By Hon. (Ret.) Ken E. Adair 
Jurors Love Helping a Person Fight Their Way Back
Video Transcribed: You know everyone loves a fairy tale and one of the truths about fairy tales is that in the beginning, there are dark times, there are ugly times, there are difficult times. Every fairy tale has a story of delivery and, and that the evil is overcome and that there is the happily ever after. That’s why we love fairy tales. Most of your cases that go to trial, if they get that far to where they’re in front of a jury, there are some dark times, and it might be negative toward your client.
In other words, it might be that your client was in the process of overcoming a dark past, terrible upbringing. They might have made poor decisions. They might not have been employable. They might’ve had anger issues. Might’ve had substance abuse issues, and this is true in criminal cases and civil cases.

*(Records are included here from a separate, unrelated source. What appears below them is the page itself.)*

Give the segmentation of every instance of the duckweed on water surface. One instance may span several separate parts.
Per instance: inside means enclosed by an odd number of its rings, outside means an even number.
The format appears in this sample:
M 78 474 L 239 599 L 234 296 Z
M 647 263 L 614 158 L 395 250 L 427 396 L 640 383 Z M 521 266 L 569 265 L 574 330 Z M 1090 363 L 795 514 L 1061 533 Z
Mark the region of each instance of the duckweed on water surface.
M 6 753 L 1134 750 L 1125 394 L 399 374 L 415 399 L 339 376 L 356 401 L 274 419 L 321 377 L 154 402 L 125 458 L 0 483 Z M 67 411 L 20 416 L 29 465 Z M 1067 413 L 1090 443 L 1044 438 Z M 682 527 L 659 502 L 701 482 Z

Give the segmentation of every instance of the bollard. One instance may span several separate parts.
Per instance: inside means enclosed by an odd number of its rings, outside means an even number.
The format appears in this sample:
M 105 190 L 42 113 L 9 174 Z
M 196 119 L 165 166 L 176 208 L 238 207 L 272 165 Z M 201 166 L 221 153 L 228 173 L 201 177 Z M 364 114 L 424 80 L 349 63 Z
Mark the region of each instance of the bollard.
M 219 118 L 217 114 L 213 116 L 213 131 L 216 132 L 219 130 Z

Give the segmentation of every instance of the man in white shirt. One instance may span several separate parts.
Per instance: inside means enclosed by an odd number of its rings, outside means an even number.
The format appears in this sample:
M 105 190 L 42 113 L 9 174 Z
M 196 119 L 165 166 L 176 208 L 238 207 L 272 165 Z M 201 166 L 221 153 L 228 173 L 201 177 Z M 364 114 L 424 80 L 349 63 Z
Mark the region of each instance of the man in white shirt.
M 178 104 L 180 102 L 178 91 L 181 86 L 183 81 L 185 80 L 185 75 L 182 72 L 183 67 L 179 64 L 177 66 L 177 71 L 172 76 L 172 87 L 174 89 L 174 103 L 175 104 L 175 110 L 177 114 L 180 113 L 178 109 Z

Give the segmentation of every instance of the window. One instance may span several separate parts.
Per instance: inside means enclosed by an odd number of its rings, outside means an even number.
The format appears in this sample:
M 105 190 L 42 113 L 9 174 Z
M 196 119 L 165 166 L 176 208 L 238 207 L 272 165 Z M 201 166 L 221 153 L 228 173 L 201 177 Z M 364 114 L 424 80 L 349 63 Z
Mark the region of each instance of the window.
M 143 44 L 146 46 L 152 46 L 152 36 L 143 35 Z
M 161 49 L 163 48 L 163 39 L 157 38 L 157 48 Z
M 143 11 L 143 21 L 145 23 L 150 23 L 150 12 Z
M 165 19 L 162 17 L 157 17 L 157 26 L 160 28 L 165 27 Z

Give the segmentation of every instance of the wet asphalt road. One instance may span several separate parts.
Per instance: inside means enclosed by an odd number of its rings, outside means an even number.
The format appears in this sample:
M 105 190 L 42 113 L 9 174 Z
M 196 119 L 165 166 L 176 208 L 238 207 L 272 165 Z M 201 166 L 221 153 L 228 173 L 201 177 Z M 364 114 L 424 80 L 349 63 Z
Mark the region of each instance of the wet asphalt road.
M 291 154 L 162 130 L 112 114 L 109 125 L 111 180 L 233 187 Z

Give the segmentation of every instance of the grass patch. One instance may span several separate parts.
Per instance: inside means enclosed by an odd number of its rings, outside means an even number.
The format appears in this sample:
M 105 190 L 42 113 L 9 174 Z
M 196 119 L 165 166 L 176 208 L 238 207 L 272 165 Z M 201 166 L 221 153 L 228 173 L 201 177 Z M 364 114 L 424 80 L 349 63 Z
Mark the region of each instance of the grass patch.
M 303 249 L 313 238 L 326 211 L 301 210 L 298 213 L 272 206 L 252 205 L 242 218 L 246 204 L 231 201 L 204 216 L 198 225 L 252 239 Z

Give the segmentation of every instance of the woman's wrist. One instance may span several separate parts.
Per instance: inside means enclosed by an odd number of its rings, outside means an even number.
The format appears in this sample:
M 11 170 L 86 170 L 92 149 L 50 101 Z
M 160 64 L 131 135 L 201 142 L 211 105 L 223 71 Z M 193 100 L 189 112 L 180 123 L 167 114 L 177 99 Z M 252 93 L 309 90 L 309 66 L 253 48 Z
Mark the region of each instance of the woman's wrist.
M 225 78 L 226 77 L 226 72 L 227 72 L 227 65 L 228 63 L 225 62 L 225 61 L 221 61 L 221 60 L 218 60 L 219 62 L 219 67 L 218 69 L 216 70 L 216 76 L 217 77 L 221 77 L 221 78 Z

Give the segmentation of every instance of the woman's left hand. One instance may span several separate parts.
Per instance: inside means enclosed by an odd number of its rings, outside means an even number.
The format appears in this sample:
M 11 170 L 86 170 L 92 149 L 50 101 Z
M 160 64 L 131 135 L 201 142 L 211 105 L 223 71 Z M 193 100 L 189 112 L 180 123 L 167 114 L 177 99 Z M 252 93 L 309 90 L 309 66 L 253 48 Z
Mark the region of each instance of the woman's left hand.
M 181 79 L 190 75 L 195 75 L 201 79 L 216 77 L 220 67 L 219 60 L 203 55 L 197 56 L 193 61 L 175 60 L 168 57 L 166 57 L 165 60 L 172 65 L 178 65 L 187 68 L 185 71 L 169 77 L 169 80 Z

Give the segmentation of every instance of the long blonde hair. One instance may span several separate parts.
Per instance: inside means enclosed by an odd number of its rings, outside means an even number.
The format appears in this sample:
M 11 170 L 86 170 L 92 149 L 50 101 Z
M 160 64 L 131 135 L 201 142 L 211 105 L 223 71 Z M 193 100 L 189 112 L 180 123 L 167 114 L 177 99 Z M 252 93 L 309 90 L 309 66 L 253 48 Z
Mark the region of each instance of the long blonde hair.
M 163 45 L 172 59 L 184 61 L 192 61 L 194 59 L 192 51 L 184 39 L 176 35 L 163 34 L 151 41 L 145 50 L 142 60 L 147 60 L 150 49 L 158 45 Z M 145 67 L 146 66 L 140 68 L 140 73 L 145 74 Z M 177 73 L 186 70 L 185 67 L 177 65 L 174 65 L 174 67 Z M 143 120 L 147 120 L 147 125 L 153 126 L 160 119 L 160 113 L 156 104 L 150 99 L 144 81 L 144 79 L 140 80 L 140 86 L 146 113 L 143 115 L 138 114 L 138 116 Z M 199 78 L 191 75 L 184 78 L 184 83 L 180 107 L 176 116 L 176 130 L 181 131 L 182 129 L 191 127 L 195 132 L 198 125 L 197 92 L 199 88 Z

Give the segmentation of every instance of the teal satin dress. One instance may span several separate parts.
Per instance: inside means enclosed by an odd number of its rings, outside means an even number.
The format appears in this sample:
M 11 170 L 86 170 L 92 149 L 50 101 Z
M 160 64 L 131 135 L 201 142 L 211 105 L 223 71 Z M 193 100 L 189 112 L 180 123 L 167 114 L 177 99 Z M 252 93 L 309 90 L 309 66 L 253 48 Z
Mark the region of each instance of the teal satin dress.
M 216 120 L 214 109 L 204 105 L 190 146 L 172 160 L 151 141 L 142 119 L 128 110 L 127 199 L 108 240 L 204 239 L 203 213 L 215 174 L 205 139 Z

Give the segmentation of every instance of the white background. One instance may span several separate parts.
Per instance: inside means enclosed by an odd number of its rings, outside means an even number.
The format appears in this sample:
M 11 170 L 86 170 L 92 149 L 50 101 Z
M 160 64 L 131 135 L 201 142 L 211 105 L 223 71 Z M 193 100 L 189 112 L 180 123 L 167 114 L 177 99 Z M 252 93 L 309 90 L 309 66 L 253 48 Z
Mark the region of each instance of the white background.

But when a person is struggling to overcome, when they’re fighting to overcome a bad situation, not everybody grew up in la-la land. In fact, most people didn’t grow up in la-la land. They grew up with difficulties in their life and everybody’s had trauma and everybody’s had difficulties.
But when there’s a particularly tough story, jurors love the fact that when a person is fighting to come out of a very dire situation. In my second civil jury trial ever, my client was severely overweight, she would be classified as probably morbidly obese. She was involved in a car accident where a semi-truck launched off the back of her car and it broke her back.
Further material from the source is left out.